Özdemir Asaf’ın düz yazısındaki bazı cümleler bir özdeyiş
biçimi andırır. Aşk için söylediklerini bu başlık altına koyabilirim;
Ben aşkı hiç ölçmedim. Ama aşk beni ölçtü.
Aşka gönül ile düşersen yanarsın. Zekâ ile düşersen
kavrulursun. Akıl ile düşersen çıldırırsın. Duygu ile düşersen gülünç olursun.
Aşka düşmezsen kalabalığa karışırsın, ezilirsin.
Sersem sersem bakınıp durma, bir yol seç…
Ne yapmak istedi Özdemir Asaf?
Bütün dünyayı
Kucaklamak istedim;
Kollarım yetişmedi.
Özdemir Asaf 89.
Doğum gününde anılıyor. Türk edebiyatına, insanın yüreğindeki değerleri
anlamaya, budaklı bedenlerimizi törpülemeye ve cilalamaya çok önemli katkılar
yapan Asaf sadece doğum-ölüm yıl dönümlerinde değil, her an yaşam buluyor
mısralarının tekrarlandığı maviliğin serin esintilerinde.
Asaf’ın şiirini
sevenler bu sevgi ile kendi sevgisini tetikleyenler şairin yaptığı gibi
kollarını açıp tüm dünyayı bir kez daha kucaklamak istiyorlar.
Şair “yakın” şiiri
ile seslenir;
Bir ışık düşerse üstüne basma
Daha yakınlaşır, korkarsın.
Bir leke, silmeye-gör.
Leke kalır, sen çıkarsın.
“Telaş” dizelerinde;
Yaşamak değil,
Beni bu telaş öldürecek, diye seslenin coşkuyu, yaşam ve
yaşama arzusunu hiç tüketmeyen insanın ruh âlemini buluruz.
Kızı Seda Arun
yıllar önce; 1966 yılı Mayıs ayında yaşadıklarını şöyle anlatıyor;
1966 yılı Mayıs ayı;
erguvanlar İstanbul’u kuşatmıştı. Sevgilimle evlilik kararı aldık. Babama
söylemeye çekindim. Evlilik kararımı anneme söylediğimde; “babanla konuşalım”

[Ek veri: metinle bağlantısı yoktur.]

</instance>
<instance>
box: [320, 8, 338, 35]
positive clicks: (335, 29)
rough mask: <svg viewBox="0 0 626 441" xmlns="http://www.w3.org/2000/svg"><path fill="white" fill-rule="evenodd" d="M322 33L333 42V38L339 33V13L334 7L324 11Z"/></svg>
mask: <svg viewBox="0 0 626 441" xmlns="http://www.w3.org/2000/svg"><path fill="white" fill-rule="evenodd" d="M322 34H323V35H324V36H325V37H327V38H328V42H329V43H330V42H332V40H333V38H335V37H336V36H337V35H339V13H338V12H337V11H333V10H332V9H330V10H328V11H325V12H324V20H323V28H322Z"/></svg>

dedi. Annem ile babam ayrılalı beş yıl olmuştu. Babam ikinci evliliğini
yapmıştı. Babam annemin Caddebostan’daki evine geldi. Sofraya karşılıklı
oturdular. Annem benim evlilik konusunu açtı. Babam hiç ses çıkarmadan, masada
bulunan tabakları yana, rakı kadehini de daha uzağa koyduktan sonra; “benim
şiir kitaplarımı getirin” diye seslendi.
Annem babamın şiir
kitaplarını getirdi. Babam sayfaları karıştırmaya başlayınca cevabı şiir ile
vereceğini anladım. Orada sehpanın üzerinde duran makaralı teybin düğmesine
bastım. Şiirlerin sesi ile oynayarak, bazen yavaş, bazen hızlı, bazen fısıldar
gibi, bazen bağırır gibi okudu. Hiç ara vermeden okuyordu şiirlerini. Gece uzun
sürdü. Vakit bir hayli geç olmuştu. Kitaplarını kapattı, bizlere;
“ HOŞÇA-KALIN” diyerek gitti.
Zarif ruhlu insanlar kabalığın krallığından kaçarlar.

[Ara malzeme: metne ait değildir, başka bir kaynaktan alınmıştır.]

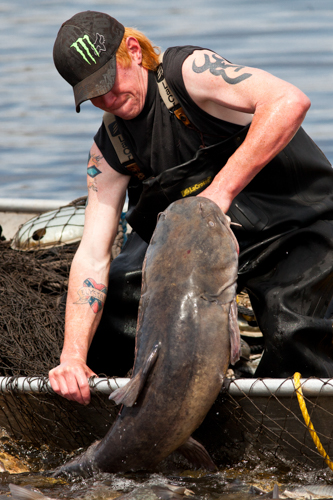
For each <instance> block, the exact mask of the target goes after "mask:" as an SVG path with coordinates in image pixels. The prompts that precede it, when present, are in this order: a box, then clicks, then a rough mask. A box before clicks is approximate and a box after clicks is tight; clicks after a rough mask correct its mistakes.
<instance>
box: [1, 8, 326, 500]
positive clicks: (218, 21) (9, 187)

Ömürleri kabalıkları, kötülükleri silmek, zımparalamak ve cilalamak ile geçer.
Bir aldatmacadır dünyanın muhteşem zenginlikleri. En huzurlu olanlar sevgi ve
erdem ile donatılmış olanlardır. Şiirlerin sevdalı şairleri de bunları
yaparlar;
Kendimi sileceksem, bilirim sende varım.
Senin ben yarısıyla seni ben tamamlarım.
Seni sende bütünler, sana sende inanır,
Seni sende silerim, seni bende yazarım.